The artist was able to promote the residency in two radio shows on Resonance FM. In Wavelength an afternoon show, within a broader discussion of the future of sound art in Senate House, the legacy that it is hoped has been secured due to the impact of the Leverhulme Trust residency on the Library’s public engagement activities. The artist concluded the show with a live radio version of the Summer Open Studio mix. The second show focused on the sound art of the project, the artist’s work and the Leverhulme residency in the context of the artist’s career before and after the residency, how the residency has shaped the artists creativity and how this relates to future work for the artist, in The Sound Projector Show. Having been introduced to Ed Pinsent, who curates The Sound Projector magazine and radio show on Resonance FM, through Maureen Mc'Taggart, the artist was offered a 90minute show. Material from the Open Studio mixes and Listening Chair loops were edited, prepared along with material from individual recordings of some of the poignant, distinctive sonic features of Senate House and the library, such as the listed boiler room and the sound of the membership hall. The forthcoming installation The Memory Hole Machine and performance ‘Hacking The Silence’ were described and promoted drawing on the relationship between Senate House, used as The Ministry of Information in the War and The Ministry of Truth, in George Orwell’s dystopian novel 1984. The show concluded with a live piece based on the material used in the Dada-ist mix performed in Salon Voltaire, in a unique radio improvisation in collaboration with the artist’s fellow band member.

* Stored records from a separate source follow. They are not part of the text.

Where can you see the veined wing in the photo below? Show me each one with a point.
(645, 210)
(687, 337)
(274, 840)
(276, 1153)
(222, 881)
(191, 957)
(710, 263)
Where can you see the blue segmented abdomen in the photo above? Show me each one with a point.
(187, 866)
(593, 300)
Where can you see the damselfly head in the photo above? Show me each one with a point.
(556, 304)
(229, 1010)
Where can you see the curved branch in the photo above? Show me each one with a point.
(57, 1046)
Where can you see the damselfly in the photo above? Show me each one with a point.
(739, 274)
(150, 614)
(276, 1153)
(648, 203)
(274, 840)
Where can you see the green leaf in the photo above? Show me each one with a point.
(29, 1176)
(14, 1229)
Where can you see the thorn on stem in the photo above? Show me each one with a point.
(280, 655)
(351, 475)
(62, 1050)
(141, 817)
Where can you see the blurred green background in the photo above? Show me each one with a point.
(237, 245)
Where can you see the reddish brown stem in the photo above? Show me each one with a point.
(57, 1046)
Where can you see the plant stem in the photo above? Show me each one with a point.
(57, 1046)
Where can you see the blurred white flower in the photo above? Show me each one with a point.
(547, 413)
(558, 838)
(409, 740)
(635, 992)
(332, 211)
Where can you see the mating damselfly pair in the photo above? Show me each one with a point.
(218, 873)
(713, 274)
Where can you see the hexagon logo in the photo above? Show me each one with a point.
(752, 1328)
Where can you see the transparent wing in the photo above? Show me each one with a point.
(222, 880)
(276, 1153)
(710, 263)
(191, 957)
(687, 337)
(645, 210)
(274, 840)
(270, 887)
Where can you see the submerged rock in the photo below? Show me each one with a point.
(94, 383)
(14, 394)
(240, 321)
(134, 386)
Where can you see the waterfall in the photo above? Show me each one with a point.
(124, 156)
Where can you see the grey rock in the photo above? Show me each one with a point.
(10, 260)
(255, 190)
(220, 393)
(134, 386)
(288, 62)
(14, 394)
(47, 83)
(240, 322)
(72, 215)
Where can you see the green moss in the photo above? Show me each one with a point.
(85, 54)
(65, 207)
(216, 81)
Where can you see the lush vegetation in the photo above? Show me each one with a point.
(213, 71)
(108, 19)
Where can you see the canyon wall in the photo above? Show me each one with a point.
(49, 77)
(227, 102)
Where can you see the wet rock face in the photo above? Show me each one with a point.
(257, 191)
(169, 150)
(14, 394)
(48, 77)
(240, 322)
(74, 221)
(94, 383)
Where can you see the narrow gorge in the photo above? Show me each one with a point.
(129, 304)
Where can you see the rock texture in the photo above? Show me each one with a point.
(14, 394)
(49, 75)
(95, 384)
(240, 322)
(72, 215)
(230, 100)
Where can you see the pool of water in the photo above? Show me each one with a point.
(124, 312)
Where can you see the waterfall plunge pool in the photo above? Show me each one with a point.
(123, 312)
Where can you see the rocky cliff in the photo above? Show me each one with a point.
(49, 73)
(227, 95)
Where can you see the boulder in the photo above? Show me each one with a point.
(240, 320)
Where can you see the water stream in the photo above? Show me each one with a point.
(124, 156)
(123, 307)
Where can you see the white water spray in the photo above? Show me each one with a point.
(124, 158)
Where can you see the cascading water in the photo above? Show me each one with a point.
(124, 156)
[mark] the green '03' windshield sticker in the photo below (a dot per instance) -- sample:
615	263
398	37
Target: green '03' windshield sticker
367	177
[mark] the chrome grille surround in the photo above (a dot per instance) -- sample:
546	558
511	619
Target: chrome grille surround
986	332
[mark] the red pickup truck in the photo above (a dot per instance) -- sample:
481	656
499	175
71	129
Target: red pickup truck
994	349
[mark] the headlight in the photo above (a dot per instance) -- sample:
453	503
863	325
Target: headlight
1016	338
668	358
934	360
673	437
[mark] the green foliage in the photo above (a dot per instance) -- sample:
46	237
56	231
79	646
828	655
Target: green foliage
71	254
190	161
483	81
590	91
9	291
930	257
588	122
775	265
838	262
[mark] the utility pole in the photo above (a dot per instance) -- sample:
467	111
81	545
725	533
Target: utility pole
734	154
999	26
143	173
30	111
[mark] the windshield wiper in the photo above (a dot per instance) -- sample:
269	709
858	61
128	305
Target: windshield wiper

The artist was also interviewed, by Marta Bausell, journalist reporting for ID magazine, formerly of the Guardian, discussing the residency, the work created through the residency and the building in which it was carried out. A photographer came and shot the artist field-recording with John Stone of Estates granting access to the Senate House rooftop.

The artist felt that it was important to highlight the importance of libraries such as Senate House Library and the unique, radical character of it’s collections, how they relate to the collections in the Bodleian and British libraries, thus ensuring that the importance of the SHL Collections are acknowledged so that a fuller understanding of the past can be discovered, for those that look. Without the stories told by Collections such as those held in Senate House Library, then our understanding of the past is narrowed and skewed. 

Therefore, the artist described the incredible opportunity presented to her through the library and The Leverhulme Trust, but also, the extraordinary history of the Library and of Senate House, both technologically and culturally and how it reflects the tensions and conflicted nature of British identity in the twentieth and twenty-first centuries.

The artist used the blog space to write a Diary of A Sound Artist, to describe the Open Studios at key weeks through the year and progress through the development of the Memory Hole. By the time the first Memory Hole Machine prototype was in 'The Shop' the artist was tweeting virtually every day. Facebook was used and Instagram, although the artist has learnt that more Instagram activity and shorter, more frequent blog posts would have helped to boost the online presence of the residency activities, to a greater extent than Twitter and Facebook. The artist used the Being Human social media campaign in the final six weeks before the start of the Being Human festival

The artist shot videos with a camera and phone uploaded to Vimeo to embed in the blog pages and over social media. Images were taken while recording to help the artist record the metadata for the field-recordings accurately and used in the online content.